La historia de España es un tratado sobre el rencor traducido por Viriato al portugués y con acotaciones de Atila en la edición germana. Al menos, esa es la historia que se estudia en televisión, el patio de armas donde en cada tertulia chocan las espadas Riego y Don Pelayo en su versión mediática. En descargo de los periodistas de trinchera hay que aclarar, no obstante, que si enarbolan estandartes ideológicos es por la falta de coraje de la clase política para izar según qué banderas.
El político español, hoy, es un ejemplo de pusilanimidad que no entra en el urinario sin papel de fumar, el mismo, por cierto, que utiliza en el plató para que no le salpiquen temas como el aborto y la integridad de la nación, sobre los que con menos remilgos se fajan sus redactores de cabecera, prestigiosos voceros que hablan en necio al vulgo para darle gusto, pero sin el talento de Lope para el terceto.
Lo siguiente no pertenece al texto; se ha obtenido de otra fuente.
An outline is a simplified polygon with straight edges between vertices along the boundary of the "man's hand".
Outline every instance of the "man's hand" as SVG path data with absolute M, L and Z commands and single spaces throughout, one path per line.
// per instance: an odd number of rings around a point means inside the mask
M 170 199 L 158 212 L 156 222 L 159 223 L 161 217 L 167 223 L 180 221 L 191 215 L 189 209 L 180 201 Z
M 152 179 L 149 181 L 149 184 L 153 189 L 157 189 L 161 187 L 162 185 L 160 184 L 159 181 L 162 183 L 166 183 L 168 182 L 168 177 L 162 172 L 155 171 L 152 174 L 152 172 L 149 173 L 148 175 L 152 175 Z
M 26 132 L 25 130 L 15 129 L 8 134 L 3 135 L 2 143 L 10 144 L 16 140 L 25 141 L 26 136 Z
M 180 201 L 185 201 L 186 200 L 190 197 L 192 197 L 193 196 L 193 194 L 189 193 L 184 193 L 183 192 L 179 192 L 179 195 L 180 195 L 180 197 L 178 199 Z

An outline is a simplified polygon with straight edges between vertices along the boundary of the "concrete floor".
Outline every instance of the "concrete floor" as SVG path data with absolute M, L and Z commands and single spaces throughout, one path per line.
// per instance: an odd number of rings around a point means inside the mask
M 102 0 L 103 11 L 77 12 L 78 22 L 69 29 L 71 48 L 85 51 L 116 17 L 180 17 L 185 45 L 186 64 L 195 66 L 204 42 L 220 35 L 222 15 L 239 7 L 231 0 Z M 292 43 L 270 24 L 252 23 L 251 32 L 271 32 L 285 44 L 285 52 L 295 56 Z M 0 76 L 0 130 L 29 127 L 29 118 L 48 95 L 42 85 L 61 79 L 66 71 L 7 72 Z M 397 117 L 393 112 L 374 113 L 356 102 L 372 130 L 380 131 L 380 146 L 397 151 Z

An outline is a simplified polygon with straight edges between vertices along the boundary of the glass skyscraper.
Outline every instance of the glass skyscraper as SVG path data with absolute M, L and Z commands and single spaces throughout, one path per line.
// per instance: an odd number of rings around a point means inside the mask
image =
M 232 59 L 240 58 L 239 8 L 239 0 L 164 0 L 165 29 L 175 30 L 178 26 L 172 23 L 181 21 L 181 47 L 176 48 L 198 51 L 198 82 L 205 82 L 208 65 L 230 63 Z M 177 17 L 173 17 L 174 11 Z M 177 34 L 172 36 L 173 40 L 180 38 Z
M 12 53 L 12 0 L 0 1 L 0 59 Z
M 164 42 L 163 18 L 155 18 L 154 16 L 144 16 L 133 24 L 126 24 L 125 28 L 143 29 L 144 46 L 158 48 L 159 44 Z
La simplificación del debate político opera también en el periodismo, donde el maniqueísmo editorial ha sustituido al análisis riguroso, lo que alimenta la impresión de que el periodista no es más que un lacayo deslenguado que le hace el trabajo sucio a las siglas. Sólo así se explica que un periódico de izquierdas aproveche el crimen del aficionado del Depor para criticar a El Vaticano, como si Lombardi hubiera perseguido a la hinchada coruñesa mientras entonaba No te vayas riantxeira, que es peor.